Roughness Scaling of Deconstruction Interfaces

TL;DR

This paper investigates the scaling behavior of deconstructed surfaces with quenched disorder through numerical simulations, revealing a new universality class of interface roughness near the depinning transition.

Contribution

It introduces a disaggregation model accounting for bulk irregularities, showing that the resulting interface exhibits self-affine scaling and belongs to a novel universality class.

Findings

Interfaces are self-affine with specific scaling exponents.

The model's universality class differs from known classes.
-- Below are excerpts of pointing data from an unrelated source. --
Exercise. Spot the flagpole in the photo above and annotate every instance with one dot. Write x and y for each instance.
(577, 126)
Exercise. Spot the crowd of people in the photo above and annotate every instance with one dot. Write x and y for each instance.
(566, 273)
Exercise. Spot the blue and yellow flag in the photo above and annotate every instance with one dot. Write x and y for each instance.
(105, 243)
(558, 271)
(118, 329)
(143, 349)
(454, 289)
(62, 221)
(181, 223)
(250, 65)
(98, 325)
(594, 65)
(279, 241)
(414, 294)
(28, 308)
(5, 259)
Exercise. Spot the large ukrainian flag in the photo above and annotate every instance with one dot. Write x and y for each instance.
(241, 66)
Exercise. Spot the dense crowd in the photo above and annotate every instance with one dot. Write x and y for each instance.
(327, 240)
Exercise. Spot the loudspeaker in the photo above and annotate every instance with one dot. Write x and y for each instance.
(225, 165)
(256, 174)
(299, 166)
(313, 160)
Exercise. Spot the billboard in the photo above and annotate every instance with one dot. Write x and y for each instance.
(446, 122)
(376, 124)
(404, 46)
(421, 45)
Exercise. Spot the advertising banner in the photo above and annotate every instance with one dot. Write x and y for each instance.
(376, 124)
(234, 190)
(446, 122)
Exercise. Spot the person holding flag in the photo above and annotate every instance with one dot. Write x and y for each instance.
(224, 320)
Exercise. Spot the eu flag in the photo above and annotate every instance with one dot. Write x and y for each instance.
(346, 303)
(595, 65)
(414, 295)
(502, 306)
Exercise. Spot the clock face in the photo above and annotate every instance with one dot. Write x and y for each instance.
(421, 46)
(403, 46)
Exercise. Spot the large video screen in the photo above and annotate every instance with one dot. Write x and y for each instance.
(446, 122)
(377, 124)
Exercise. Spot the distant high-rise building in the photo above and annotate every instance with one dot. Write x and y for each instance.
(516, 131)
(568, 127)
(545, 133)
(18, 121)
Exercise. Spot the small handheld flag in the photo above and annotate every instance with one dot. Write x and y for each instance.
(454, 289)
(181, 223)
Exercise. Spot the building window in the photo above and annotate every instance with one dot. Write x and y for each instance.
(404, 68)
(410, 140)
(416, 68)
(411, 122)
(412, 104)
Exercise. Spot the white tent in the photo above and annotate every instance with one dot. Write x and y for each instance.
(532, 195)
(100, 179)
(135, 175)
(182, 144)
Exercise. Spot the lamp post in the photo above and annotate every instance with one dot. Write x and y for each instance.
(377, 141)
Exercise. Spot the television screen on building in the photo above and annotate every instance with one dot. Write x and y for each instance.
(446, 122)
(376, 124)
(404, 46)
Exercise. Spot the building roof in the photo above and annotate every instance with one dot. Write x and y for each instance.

Roughness exponents are reported near the depinning transition.

Abstract

The scaling properties of one-dimensional deconstructed surfaces are studied by numerical simulations of a disaggregation model. The model presented here for the disaggregation process takes into account the possibility of having quenched disorder in the bulk under deconstruction. The disorder can be considered to model several types of irregularities appearing in real materials (dislocations, impurities). The presence of irregularities makes the intensity of the attack to be not uniform. In order to include this effect, the computational bulk is considered to be composed by two types of particles. Those particles which can be easily detached and other particles that are not sensible to the etching attack. As the detachment of particles proceeds in time, the dynamical properties of the rough interface are studied. The resulting one-dimensional surface show self-affine properties and the values of the scaling exponents are reported when the interface is still moving near the depinning transition. According to the scaling exponents presented here, the model must be considered to belong to a new universality class.